Suppose $A$ is a positive semi-definite matrix, and $x$ and $y$ are real vectors.
Under what conditions does the following result hold? $$ x'y > (<) 0 \Longrightarrow x'Ay \geq (\leq) 0 $$
Does there exist $\varepsilon>0$ such that the following result always holds? $$ x'y > \varepsilon (<-\varepsilon) \Longrightarrow x'Ay \geq (\leq) 0 $$
Your first problem is equivalent to wonder when $\langle x,y\rangle>0$ implies that $\lambda_1x_1y_1+\cdots+\lambda_nx_ny_n>0$ where $\lambda_i\geq 0$ for all $i.$ To see this, just diagonalize $A$ in an orthonormal basis.
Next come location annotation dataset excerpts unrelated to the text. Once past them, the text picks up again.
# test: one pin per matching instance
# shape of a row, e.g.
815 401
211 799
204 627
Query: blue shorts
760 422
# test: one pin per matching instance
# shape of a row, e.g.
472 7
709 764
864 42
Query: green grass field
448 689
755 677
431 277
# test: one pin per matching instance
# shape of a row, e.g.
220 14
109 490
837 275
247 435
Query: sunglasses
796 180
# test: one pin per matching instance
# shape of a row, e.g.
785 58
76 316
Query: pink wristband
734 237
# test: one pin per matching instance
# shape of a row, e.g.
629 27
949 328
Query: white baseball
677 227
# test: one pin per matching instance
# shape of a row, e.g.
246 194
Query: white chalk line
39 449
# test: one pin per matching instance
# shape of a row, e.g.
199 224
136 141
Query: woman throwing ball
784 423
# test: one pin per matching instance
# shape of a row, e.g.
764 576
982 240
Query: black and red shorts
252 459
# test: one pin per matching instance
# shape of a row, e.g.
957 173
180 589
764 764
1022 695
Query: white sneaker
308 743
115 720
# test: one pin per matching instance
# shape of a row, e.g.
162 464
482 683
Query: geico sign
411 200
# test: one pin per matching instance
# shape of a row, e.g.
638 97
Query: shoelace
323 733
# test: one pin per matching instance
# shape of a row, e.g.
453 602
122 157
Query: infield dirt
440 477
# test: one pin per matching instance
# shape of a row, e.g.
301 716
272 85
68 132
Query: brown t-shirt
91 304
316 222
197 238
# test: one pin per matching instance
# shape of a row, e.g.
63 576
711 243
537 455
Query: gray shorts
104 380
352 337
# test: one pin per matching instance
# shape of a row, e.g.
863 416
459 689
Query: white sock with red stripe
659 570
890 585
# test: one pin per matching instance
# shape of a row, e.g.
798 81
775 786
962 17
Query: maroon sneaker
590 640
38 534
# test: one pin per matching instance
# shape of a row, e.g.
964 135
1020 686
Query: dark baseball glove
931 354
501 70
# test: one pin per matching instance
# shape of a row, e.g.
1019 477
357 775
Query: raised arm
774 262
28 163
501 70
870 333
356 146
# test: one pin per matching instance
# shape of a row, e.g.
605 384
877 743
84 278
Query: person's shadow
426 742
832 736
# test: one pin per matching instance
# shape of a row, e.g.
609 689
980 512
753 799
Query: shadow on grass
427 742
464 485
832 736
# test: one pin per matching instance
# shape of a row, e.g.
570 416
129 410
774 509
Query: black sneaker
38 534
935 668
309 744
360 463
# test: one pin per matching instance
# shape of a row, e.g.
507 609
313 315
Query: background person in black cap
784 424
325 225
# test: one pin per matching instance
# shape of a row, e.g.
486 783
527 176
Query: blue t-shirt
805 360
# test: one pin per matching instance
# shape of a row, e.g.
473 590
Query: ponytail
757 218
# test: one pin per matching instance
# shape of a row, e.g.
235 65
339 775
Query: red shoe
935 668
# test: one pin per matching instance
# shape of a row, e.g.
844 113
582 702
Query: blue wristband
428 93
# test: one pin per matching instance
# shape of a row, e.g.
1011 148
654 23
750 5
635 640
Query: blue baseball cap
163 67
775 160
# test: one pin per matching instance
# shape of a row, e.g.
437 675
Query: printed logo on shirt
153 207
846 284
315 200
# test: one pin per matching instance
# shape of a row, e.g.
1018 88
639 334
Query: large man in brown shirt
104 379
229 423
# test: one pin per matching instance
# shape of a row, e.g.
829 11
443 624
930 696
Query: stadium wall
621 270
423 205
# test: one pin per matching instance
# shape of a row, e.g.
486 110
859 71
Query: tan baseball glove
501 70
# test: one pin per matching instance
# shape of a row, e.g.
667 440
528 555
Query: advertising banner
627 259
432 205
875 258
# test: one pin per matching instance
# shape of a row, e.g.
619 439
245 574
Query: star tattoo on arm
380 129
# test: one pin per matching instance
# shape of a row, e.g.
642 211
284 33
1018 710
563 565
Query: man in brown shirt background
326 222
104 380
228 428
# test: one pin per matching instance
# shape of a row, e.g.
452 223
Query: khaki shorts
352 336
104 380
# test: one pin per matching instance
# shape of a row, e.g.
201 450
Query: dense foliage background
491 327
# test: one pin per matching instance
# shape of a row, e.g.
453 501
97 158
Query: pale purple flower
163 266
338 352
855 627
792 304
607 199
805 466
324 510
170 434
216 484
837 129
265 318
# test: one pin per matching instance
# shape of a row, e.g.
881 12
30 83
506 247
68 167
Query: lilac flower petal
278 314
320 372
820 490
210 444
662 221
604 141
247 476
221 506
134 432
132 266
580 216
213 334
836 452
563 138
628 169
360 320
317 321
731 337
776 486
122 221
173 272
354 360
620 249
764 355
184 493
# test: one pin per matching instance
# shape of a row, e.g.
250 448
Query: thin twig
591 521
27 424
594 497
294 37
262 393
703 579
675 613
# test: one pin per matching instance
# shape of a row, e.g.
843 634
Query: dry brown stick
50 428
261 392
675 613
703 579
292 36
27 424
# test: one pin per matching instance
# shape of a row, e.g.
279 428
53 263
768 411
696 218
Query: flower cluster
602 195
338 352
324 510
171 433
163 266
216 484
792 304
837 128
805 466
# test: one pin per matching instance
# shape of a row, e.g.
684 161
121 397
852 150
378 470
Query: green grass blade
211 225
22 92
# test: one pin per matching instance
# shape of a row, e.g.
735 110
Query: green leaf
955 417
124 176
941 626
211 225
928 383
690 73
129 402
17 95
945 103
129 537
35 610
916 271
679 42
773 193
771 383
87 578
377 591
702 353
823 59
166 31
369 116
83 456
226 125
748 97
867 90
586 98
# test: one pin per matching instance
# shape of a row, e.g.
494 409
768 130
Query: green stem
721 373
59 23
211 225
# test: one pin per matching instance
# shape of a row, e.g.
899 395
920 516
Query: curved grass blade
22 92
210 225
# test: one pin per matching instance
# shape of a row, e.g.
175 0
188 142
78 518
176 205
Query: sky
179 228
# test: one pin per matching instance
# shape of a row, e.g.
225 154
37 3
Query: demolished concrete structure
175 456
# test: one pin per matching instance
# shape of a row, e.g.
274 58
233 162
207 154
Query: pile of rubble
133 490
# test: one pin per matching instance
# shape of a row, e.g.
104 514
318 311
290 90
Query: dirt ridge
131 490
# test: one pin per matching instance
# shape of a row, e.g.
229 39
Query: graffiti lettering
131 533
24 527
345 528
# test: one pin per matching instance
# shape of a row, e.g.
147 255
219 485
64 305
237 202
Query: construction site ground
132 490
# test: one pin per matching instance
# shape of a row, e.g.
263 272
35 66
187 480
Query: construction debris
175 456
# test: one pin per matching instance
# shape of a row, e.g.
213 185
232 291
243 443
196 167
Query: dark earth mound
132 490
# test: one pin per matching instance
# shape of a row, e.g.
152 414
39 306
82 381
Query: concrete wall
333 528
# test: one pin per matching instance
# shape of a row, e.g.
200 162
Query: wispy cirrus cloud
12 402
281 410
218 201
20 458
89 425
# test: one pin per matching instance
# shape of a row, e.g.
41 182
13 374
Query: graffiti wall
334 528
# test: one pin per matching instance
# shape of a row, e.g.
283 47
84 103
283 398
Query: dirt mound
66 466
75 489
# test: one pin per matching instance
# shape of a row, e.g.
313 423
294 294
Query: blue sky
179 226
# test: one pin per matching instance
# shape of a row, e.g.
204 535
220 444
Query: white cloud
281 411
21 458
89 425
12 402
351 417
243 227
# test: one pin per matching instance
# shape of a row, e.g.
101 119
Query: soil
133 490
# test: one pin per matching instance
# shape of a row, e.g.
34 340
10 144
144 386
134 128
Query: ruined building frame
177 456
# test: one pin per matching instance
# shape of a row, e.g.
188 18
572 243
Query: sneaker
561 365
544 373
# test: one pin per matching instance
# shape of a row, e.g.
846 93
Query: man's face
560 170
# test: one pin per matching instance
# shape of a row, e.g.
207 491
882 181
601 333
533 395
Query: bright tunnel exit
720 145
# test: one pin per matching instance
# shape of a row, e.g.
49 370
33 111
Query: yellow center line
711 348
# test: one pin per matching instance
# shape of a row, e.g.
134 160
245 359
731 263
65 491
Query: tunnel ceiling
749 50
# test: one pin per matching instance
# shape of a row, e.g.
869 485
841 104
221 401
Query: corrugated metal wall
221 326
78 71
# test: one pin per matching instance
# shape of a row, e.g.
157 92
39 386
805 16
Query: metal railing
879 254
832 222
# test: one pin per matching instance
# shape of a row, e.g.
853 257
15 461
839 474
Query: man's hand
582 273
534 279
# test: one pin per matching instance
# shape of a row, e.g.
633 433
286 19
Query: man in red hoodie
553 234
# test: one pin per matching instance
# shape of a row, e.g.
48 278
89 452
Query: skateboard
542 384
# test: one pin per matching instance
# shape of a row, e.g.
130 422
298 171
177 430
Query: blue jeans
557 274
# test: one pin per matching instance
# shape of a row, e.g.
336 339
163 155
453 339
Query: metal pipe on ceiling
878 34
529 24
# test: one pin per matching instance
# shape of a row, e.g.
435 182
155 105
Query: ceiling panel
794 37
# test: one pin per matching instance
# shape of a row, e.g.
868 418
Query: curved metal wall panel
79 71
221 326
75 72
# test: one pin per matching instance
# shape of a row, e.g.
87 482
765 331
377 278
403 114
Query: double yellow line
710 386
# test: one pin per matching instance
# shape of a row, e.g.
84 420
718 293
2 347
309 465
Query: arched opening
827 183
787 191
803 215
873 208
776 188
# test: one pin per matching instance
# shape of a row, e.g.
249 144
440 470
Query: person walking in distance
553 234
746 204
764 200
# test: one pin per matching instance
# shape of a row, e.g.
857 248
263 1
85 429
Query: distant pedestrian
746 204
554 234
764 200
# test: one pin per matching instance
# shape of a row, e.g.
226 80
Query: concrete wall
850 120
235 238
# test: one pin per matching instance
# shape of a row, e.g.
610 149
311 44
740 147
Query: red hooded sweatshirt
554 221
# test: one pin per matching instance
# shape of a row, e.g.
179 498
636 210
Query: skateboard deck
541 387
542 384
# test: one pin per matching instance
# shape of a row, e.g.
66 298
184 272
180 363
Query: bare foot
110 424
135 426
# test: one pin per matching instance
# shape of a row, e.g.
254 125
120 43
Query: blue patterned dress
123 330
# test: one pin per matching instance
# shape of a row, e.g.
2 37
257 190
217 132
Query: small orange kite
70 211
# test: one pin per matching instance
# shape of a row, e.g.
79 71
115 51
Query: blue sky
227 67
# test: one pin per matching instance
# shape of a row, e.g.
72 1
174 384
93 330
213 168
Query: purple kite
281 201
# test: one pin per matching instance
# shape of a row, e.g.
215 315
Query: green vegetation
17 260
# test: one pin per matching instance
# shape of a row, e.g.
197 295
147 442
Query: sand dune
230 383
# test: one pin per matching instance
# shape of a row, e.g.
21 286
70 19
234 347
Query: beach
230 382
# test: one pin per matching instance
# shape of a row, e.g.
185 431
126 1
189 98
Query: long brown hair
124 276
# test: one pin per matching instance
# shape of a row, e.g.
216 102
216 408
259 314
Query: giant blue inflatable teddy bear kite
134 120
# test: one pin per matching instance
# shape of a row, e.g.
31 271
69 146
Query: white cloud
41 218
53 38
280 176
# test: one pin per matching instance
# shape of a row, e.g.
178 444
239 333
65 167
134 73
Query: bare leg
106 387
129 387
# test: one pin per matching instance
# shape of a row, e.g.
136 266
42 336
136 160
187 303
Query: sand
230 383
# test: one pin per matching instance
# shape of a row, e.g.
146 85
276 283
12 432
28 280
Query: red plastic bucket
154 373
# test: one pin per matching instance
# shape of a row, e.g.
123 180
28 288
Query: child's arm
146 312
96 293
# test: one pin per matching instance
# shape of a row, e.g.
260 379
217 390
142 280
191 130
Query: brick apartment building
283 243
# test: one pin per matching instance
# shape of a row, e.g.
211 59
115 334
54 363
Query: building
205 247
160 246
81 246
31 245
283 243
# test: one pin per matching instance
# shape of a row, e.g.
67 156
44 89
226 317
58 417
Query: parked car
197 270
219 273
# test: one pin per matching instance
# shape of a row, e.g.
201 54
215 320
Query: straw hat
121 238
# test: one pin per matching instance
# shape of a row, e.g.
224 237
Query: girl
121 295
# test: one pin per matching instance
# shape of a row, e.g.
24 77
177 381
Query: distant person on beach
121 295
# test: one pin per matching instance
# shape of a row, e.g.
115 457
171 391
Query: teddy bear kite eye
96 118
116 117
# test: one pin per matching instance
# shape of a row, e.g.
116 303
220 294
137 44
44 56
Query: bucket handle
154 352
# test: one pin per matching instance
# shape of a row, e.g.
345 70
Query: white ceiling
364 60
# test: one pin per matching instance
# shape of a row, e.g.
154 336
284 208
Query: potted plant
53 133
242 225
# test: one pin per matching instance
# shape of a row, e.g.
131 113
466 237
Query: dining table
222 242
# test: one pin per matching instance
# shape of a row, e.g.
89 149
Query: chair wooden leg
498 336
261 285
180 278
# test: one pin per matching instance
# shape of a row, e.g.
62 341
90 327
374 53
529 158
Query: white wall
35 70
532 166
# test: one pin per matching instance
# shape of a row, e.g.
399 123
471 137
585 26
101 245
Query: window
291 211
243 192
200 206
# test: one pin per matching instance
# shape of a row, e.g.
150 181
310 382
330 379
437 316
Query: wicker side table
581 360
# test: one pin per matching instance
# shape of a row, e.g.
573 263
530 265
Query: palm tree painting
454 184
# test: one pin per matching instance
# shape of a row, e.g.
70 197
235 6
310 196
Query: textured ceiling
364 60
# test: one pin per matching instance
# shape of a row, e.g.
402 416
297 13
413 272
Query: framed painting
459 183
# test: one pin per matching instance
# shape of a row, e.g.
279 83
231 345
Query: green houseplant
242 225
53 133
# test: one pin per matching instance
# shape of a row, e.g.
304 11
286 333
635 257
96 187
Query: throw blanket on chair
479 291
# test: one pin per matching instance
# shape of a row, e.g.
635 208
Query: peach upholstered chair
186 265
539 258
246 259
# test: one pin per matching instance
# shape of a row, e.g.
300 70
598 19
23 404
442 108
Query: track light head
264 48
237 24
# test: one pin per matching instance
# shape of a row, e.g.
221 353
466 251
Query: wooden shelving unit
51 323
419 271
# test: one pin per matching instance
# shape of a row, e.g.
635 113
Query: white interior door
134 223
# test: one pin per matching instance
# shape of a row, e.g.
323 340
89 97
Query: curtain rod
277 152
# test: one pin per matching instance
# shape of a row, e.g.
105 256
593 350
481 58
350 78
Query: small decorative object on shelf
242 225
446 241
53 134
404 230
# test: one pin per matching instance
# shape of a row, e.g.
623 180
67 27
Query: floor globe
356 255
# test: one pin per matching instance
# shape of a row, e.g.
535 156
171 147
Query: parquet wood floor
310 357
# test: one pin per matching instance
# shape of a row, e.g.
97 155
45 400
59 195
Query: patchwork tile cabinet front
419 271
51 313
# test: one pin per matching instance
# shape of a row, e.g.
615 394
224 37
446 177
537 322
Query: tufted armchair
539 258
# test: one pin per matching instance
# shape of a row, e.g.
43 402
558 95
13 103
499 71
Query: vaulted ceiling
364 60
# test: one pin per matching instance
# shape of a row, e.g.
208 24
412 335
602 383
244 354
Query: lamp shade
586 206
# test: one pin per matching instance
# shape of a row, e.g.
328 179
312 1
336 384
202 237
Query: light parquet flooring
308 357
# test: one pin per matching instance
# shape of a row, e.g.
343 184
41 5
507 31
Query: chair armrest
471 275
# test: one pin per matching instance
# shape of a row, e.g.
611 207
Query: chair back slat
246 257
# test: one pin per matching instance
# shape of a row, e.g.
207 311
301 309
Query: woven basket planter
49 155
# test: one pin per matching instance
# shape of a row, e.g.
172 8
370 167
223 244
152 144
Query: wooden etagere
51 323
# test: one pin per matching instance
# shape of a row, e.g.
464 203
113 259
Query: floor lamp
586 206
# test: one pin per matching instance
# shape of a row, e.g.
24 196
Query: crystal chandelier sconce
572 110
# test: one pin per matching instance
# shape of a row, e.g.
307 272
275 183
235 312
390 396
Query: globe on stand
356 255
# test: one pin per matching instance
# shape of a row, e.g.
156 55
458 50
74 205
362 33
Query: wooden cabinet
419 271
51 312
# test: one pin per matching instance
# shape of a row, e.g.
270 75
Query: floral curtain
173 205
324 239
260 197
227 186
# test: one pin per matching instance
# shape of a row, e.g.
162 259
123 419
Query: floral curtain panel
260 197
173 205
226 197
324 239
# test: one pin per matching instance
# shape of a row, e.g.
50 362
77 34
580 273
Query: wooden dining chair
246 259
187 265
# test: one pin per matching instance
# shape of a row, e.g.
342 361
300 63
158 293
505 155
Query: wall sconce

You are now facing with a problem in $R^{2n}$ with the quadratic forms $(x,y)\mapsto \langle x,y\rangle>0$ or $\lambda_1x_1y_1+\cdots+\lambda_nx_ny_n>0.$ Diagonalizing again, you wonder when $\|x\|^2-\|y\|^2>0$ implies that $$\lambda_1(x_1^2-y_1^2)+\cdots+\lambda_n(x_n^2-y_n^2)>0$$ which seems easier. In particular, without loss of generality you can assume $\|x\|^2=1.$ The problem for $n=2$ now seems quite tractable and gives the ideas for $n>2.$
Edit. Something simpler, using the formula
$$\langle x,y\rangle=\frac{1}{4}(\|x+y\|^2-\|x-y\|^2)$$ and $X=\frac{x+y}{2}$, $Y=\frac{x-y}{2}.$ Therefore $\langle x,y\rangle\geq 0\Leftrightarrow \|X\|^2\geq \|Y\|^2$ and $x^TAy\geq 0\Leftrightarrow X^TAX\geq Y^TAY.$ Without loss of generality we may assume that $$A=\mathrm{diag}(1/a_1^2,\ldots,1/a_n^2)$$ with $$0<a_1\leq a_2\leq \ldots\leq a_n$$ and denote for simplification $R^2(X)=X^TAX.$ The set
$$\mathcal{E}(R)=\{X\in E; R^2(X)\leq R^2\}$$ is an ellipsoid with axis $a_1 R,\ldots,a_n R.$
Proposition: Let $X\in E$ fixed. Then every $Y\in E$ which is such that $\|X\|^2\leq \|Y\|^2$ satisfies $R^2(Y)\leq R^2(X)$ if and only if $\|Y\|\leq a_1 R(X).$
The algebraic proof below may seem complicated, while the geometric intuition is simple: fix $X$, draw the ellipsoid $\mathcal{E}(R(X))$ which has $X$ on its boundary, the only acceptable $Y$ are in the ball of radius $a_1 R(X).$
Proof. $\Rightarrow$ If $\|Y\|> a_1R(X)$ then $Y_1=(\|Y\|,0,\ldots,0)$ satisfies $\|X\|^2\leq \|Y_1\|^2$ but also $$R^2(X)=\frac{x_1^2}{a_1^2}+\cdots+\frac{x_n^2}{a_n^2}< \frac{y_1^2+\cdots+y_n^2}{a_1^2}\leq \frac{x_1^2+\cdots+x_n^2}{a_1^2}$$ which implies $$x_2^2\left(\frac{1}{a_2^2}-\frac{1}{a_1^2}\right)+\cdots+x_n^2\left(\frac{1}{a_n^2}-\frac{1}{a_1^2}\right)>0$$ which is impossible since all left hand terms are non positive.
$\Leftarrow.$ Conversely $R^2(Y)\stackrel{(*)}{\leq} \frac{\|Y\|^2}{a_1^2}\stackrel{(**)}{\leq} R^2(X).$ (*) comes from $a_1^2\leq a_i^2$ and (**) comes from the hypothesis.